Jokowi Resmi Teken UU HPP

ilustrasi-pajak-2_169RIFAN FINANCINDO – Presiden Jokowi secara resmi telah meneken Undang-Undang Nomor 7 Tahun 2021 tentang Harmonisasi Peraturan Perpajakan (UU HPP) pada 29 Oktober lalu. Aturan tersebut mengatur sejumlah kebijakan baru terkait perpajakan, salah satunya ialah program pengampunan pajak yang akan dimulai pada awal tahun depan.

Program pengampunan pajak jilid 2 ini akan mewajibkan setiap wajib pajak untuk mengungkapkan harta bersih yang belum atau kurang diungkapkan dalam surat pernyataan kepada negara, dalam hal ini Direktorat Jenderal Pajak (DJP).

Harta bersih yang dimaksud adalah nilai harta dikurangi dengan nilai utang. Harta yang dilaporkan merupakan aset yang diperoleh wajib pada sejak 1 Januari 1985 hingga 31 Desember 2015.

Harta bersih yang dilaporkan dalam program ini akan dianggap sebagai tambahan penghasilan dan dikenakan Pajak Penghasilan (PPh) final.

PPh final akan dihitung dengan cara mengalikan tarif dengan dasar pengenaan pajak. Tarif tersebut terdiri atas 6 persen dari harta bersih yang berada di dalam negeri dan diinvestasikan untuk kegiatan usaha sektor pengolahan sumber daya alam (SDA), Energi Baru Terbarukan (EBT), atau Surat Berharga Negara (SBN).

Jika harta bersih berada di dalam negeri namun tidak diinvestasikan pada sektor SDA, EBT, dan SBN maka pajak dikenakan sebesar 8 persen. Kemudian, harta di luar Indonesia dari 3 sektor tersebut dan akan dialihkan ke dalam negeri maka dikenakan pajak sebesar 6 persen.
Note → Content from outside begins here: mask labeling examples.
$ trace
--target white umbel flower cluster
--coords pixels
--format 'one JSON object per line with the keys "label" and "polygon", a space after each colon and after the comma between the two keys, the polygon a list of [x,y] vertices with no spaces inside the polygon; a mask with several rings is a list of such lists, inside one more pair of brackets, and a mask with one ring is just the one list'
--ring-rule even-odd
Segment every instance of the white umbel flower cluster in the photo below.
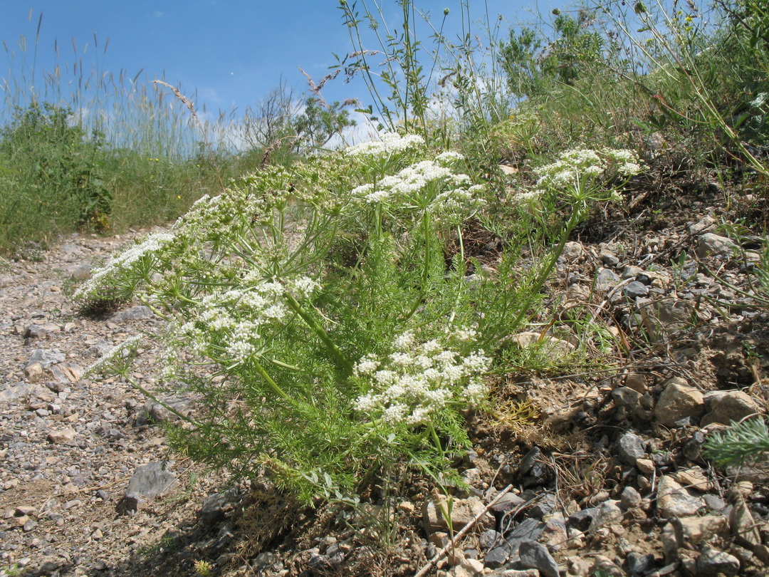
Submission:
{"label": "white umbel flower cluster", "polygon": [[178,335],[195,354],[232,363],[247,362],[260,348],[262,328],[280,324],[289,315],[286,295],[307,299],[319,286],[305,276],[285,284],[244,280],[253,284],[203,297],[195,315],[178,327]]}
{"label": "white umbel flower cluster", "polygon": [[161,250],[173,239],[174,235],[167,232],[150,235],[141,243],[110,258],[107,264],[97,269],[72,296],[75,299],[83,299],[95,295],[99,288],[109,284],[109,279],[115,275],[130,268],[142,257]]}
{"label": "white umbel flower cluster", "polygon": [[388,132],[382,135],[379,140],[371,140],[350,146],[345,151],[345,154],[353,158],[385,156],[422,146],[424,144],[424,138],[414,134],[401,136],[394,132]]}
{"label": "white umbel flower cluster", "polygon": [[578,186],[581,182],[611,175],[610,170],[629,177],[642,169],[638,155],[631,150],[577,148],[561,153],[558,161],[538,168],[537,185],[562,190]]}
{"label": "white umbel flower cluster", "polygon": [[370,389],[355,407],[372,419],[418,425],[447,405],[475,405],[488,392],[481,375],[491,359],[483,351],[462,356],[437,340],[416,342],[408,332],[395,339],[393,349],[384,359],[367,355],[355,367],[355,377]]}

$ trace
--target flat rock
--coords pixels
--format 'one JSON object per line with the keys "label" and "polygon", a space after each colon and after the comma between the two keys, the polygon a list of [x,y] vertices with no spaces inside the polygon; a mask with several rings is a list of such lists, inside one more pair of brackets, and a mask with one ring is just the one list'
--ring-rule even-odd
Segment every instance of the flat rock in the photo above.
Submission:
{"label": "flat rock", "polygon": [[710,411],[700,422],[701,426],[714,422],[724,425],[740,421],[751,415],[761,412],[757,403],[750,395],[742,391],[728,391],[710,398]]}
{"label": "flat rock", "polygon": [[539,571],[542,577],[558,577],[558,564],[544,545],[536,541],[524,541],[518,548],[521,564]]}
{"label": "flat rock", "polygon": [[[485,509],[486,505],[478,497],[454,499],[451,516],[452,529],[459,531]],[[448,529],[448,522],[444,517],[448,510],[447,499],[443,495],[428,499],[424,502],[422,508],[422,519],[428,534]],[[491,529],[494,525],[494,516],[488,512],[481,515],[476,523],[476,526],[481,531]]]}
{"label": "flat rock", "polygon": [[128,321],[141,321],[151,319],[154,316],[152,309],[144,305],[132,306],[128,310],[115,312],[109,318],[110,322],[122,323]]}
{"label": "flat rock", "polygon": [[697,255],[701,258],[713,255],[728,255],[737,248],[737,245],[728,238],[714,232],[705,232],[697,237]]}
{"label": "flat rock", "polygon": [[590,522],[590,531],[605,527],[622,520],[622,509],[618,505],[617,501],[604,501],[595,508],[593,519]]}
{"label": "flat rock", "polygon": [[733,555],[706,545],[697,559],[697,575],[701,577],[737,575],[740,560]]}
{"label": "flat rock", "polygon": [[701,417],[704,412],[702,393],[678,377],[665,383],[654,407],[654,417],[666,427],[674,427],[678,421],[687,417]]}
{"label": "flat rock", "polygon": [[617,443],[620,459],[631,466],[646,455],[646,443],[635,433],[627,432],[620,437]]}
{"label": "flat rock", "polygon": [[176,475],[168,470],[167,461],[156,461],[136,468],[125,490],[126,497],[151,499],[162,495],[178,482]]}
{"label": "flat rock", "polygon": [[701,499],[692,496],[670,475],[660,479],[657,485],[657,508],[663,518],[697,515],[703,505]]}
{"label": "flat rock", "polygon": [[48,439],[55,445],[72,442],[75,439],[77,432],[74,429],[62,429],[58,431],[52,431],[48,435]]}
{"label": "flat rock", "polygon": [[681,517],[673,519],[676,540],[679,546],[699,545],[714,537],[726,537],[729,534],[729,523],[721,515],[707,515],[704,517]]}
{"label": "flat rock", "polygon": [[734,501],[729,515],[729,526],[734,540],[740,545],[751,549],[761,544],[761,536],[755,520],[741,496]]}
{"label": "flat rock", "polygon": [[36,349],[29,355],[26,366],[38,363],[43,369],[49,369],[52,365],[64,362],[65,360],[67,360],[67,357],[58,349],[54,349],[52,351]]}

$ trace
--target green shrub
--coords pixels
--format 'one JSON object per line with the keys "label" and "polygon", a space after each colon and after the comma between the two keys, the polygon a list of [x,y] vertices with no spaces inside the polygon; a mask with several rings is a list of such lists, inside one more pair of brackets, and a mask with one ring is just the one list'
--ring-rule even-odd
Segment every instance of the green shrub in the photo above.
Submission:
{"label": "green shrub", "polygon": [[40,221],[52,232],[104,228],[112,197],[103,181],[103,145],[98,133],[86,135],[73,123],[68,108],[46,102],[17,109],[0,130],[6,238],[34,236]]}

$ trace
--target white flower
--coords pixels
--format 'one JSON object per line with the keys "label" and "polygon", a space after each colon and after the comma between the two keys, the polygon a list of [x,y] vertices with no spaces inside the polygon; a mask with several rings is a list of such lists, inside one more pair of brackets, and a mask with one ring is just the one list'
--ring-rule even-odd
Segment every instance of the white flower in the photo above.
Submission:
{"label": "white flower", "polygon": [[384,156],[396,152],[401,152],[409,148],[423,146],[424,139],[417,135],[406,135],[401,136],[398,134],[389,132],[384,134],[379,140],[371,140],[368,142],[361,142],[354,146],[348,147],[345,154],[348,156]]}
{"label": "white flower", "polygon": [[395,423],[403,420],[404,415],[408,410],[405,405],[391,405],[384,409],[382,413],[382,419],[389,423]]}
{"label": "white flower", "polygon": [[366,202],[374,205],[381,202],[390,198],[390,193],[386,190],[376,190],[365,196]]}
{"label": "white flower", "polygon": [[357,365],[355,366],[355,375],[371,375],[379,366],[379,361],[371,355],[367,355],[363,357]]}
{"label": "white flower", "polygon": [[408,349],[414,342],[414,335],[410,331],[406,331],[395,339],[394,345],[395,349],[404,351]]}
{"label": "white flower", "polygon": [[[472,329],[461,330],[474,335]],[[381,363],[367,355],[355,365],[355,377],[370,388],[355,402],[357,410],[386,422],[414,425],[449,403],[477,403],[484,395],[480,373],[491,361],[482,351],[463,358],[438,339],[417,344],[410,332],[398,337],[394,345]]]}
{"label": "white flower", "polygon": [[98,268],[91,278],[75,292],[73,296],[80,299],[96,294],[102,285],[109,283],[109,279],[114,274],[128,270],[143,256],[162,249],[175,238],[174,235],[167,232],[150,235],[141,243],[134,245],[117,256],[112,257],[106,265]]}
Namun, harta bersih di luar Indonesia dan akan dialihkan ke dalam negeri namun tidak berasal dari sektor SDA, EBT, dan SBN maka dikenakan pajak 8 persen. Apabila harta bersih di luar Indonesia dan tidak akan dialihkan ke dalam negeri maka pajak yang dikenakan sebesar 11 persen.

Selain program pengampunan pajak, UU HPP juga mengatur penggunaan Nomor Induk Kependudukan (NIK) sebagai Nomor Pokok Wajib Pajak (NPWP). Menteri Keuangan Sri Mulyani mengatakan langkah ini diambil untuk melakukan efisiensi terhadap sistem administrasi perpajakan.

Kemudian, tarif Pajak Pertambahan Nilai (PPN) akan ikut terkerek naik dari 10 persen menjadi 11 persen mulai 1 April 2022. Kemudian akan kembali dinaikkan menjadi 15 persen pada 1 Januari 2025.

PPN akan dikenakan untuk sejumlah barang pokok, salah satunya sembako premium. Sri Mulyani menilai sembako premium dikenakan pajak sebab masyarakat kelas atas memiliki daya beli dan selera konsumsi yang tinggi. Sehingga pajak dikenakan untuk menghadirkan asas keadilan.

Sektor jasa pendidikan, kesehatan, dan sosial untuk kelas menengah akan dikenakan PPN serupa. Namun ia menegaskan masyarakat menengah ke bawah akan dibebaskan dari PPN tersebut.